Rep. Barbara Comstock was recently featured in a Politico article as being one of a number of “centrist” Republicans that may be a “bigger obstacle to killing Obamacare than the Freedom Caucus.”
Politico writes that these centrists, some of whom narrowly won reelection in districts that supported Clinton for president (a group that includes Comstock), “present a unique challenge for GOP leadership, whose whip team started courting the center-right weeks before the rollout of their health care plan.”
The article goes on to quote a senior GOP source as saying, “A tweet from the president for these guys doesn’t have the same impact as it would on [House conservatives] Mark Meadows or Jim Jordan.”
Really, though, is Barbara Comstock a centrist? Certainly, she has gotten that reputation. For example, Washington Post noted that “The word “Republican” is absent from her campaign website; the word “bipartisan” appears throughout.”
Admittedly, she does use pleasant, bipartisan words, oftentimes including them in her missives. Just recently she wrote to me that “We should endeavor to put aside our differences and work together whenever possible for the greater good of this nation,” when I questioned her lack of support for calling for Trump’s tax returns to be released.
So, her words are centrist, perhaps. And a fair number of media seem to have bought her lines, hook and sinker. But what about her actions? Can she fool prominent statistician Nate Silver, head of the 538 Project Congress Tracker? This is the project that tracks the votes of each Member of Congress and scores them against the Trump platform.
Let’s start by looking at the score-cards for the other Representatives featured in Politico’s article. First up is Rep. Charles Dent (R-PA). According to the 538 Project, he has a score of 89.5%, meaning that 89.5 % of his votes are aligned with Trump and Trump’s political agenda. Rep. Dent has not yet committed to voting for the ACA repeal-replace bill. As he told Politico, “This is a difficult vote … There’s always been concern from our members.”
Next up are two Representatives from New York: Rep. John Faso (NY-19), who opposes the GOP’s intention to defund Planned Parenthood, and Rep. Daniel Donovan (NY-11), who has objected to the proposed phase-out of expanded Medicaid. Their scores, according to 538, also come in at 89.5%.
I personally would expect a “centrist” to have a score closer to 60-70%, but I’m no statistician. At any rate, Dent is the leader of the House GOP’s caucus of moderates, known as The Tuesday Group, so that’s saying something.
Now we come to Barbara Comstock, whom Politico, the Washington Post and many others consider “one of the most vulnerable GOP House incumbents.” According to the 538 Project, Ms. Comstock (VA-10) has a Trump-aligned score of 100%.
Why, with a score like that, is Congresswoman Barbara Comstock included in an article featuring centrist Republicans? Recently, she voted to drastically increase military spending, struck down a Rule that protected Planned Parenthood from being defunded, and repealed a Rule aimed at curbing gun ownership by the seriously mentally ill.
The Politico article puts Comstock in a group of “centrists” who are “playing up parts of the replacement bill that most resemble Obamacare.” That seemed to be the case, when she emailed her constituents a bulleted list of the ways that the new bill is similar to the current ACA:
She followed up with a neutral posting on Facebook, as if she were telling herself to play it cool on this one, and not enrage her voters (too) much, yet:
Next, I expect she will post again, stating her support more forcefully, and perhaps disagreeing with her party leadership’s bill on some small, symbolic point. Then she’ll invite her constituents to participate in a third tele-Town Hall, where she can continue to propagate the illusion that she is responsive and approachable to her district residents.
I really cannot guess why the media has decided that Ms. Comstock is a centrist.

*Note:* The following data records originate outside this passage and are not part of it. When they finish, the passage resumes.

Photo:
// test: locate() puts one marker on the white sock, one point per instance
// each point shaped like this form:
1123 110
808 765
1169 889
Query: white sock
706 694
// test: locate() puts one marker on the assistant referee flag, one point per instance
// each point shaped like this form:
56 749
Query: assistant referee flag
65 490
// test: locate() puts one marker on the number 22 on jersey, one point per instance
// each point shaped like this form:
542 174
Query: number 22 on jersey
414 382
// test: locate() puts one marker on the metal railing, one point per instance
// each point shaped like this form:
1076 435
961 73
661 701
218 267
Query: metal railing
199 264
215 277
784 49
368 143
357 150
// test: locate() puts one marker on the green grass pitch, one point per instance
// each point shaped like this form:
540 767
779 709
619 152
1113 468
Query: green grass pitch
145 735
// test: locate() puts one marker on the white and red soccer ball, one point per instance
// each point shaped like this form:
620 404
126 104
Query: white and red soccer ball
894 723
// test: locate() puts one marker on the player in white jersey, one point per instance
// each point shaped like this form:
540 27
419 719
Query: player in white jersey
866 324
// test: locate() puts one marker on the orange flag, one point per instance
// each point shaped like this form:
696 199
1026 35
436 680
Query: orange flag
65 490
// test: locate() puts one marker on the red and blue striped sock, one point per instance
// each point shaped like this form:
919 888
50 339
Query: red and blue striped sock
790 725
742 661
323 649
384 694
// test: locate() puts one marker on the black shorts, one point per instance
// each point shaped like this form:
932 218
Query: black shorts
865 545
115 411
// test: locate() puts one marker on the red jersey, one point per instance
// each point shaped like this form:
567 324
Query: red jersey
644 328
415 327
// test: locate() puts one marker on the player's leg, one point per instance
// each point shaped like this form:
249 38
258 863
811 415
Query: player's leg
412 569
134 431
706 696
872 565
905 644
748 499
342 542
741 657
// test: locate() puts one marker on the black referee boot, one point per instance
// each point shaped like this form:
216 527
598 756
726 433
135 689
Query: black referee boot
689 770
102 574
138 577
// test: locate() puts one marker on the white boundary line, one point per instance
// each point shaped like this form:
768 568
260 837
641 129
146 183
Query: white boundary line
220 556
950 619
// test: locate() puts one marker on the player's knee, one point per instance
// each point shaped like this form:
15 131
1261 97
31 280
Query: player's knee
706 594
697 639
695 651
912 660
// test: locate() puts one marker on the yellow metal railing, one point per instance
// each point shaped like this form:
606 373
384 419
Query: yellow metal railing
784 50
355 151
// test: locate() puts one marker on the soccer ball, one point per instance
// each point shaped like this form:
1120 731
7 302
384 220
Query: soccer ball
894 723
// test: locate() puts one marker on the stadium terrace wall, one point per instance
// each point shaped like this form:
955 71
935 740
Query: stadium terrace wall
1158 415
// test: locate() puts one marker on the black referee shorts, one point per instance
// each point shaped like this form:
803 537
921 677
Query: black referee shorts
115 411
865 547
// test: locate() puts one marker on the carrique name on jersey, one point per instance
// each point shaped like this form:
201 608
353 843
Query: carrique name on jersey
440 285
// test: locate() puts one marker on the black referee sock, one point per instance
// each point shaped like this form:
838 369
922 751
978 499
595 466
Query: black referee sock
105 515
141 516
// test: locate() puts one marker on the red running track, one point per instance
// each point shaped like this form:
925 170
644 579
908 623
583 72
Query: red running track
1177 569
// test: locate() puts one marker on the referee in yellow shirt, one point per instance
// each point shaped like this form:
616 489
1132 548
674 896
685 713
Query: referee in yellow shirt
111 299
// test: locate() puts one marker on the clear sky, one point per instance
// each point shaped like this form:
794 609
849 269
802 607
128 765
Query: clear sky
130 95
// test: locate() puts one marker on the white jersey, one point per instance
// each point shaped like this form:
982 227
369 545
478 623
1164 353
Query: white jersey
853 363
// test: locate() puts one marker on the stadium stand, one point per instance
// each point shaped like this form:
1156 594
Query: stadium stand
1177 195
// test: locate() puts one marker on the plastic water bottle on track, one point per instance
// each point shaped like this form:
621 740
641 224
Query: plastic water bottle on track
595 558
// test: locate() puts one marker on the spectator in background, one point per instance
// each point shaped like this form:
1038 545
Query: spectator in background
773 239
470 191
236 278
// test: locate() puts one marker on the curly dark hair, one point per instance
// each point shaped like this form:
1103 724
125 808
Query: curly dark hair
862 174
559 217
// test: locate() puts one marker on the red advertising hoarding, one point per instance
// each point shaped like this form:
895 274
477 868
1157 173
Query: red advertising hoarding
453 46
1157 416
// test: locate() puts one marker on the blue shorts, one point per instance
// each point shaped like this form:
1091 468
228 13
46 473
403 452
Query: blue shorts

Surely it’s not because she repealed the Stream Protection Rule in favor of big coal business, or because she voted to pass a Rules package containing the Holman Rule which allows federal employee salaries to be slashed to $1 per year.
Whatever the reasons, given her shrewd ability to pass herself off as a centrist, people and news-sites who want to know more about Barbara Comstock should focus on her actions, rather than her words. Otherwise, we’re all at risk of being misled. Given that she has refused to listen to her constituents, who have jammed her phone lines calling for an in-person Town Hall, the importance of keeping of our current ACA, and the need to investigate Trump, particularly his business entanglements through his tax returns, perhaps turnabout is fair play, in this case.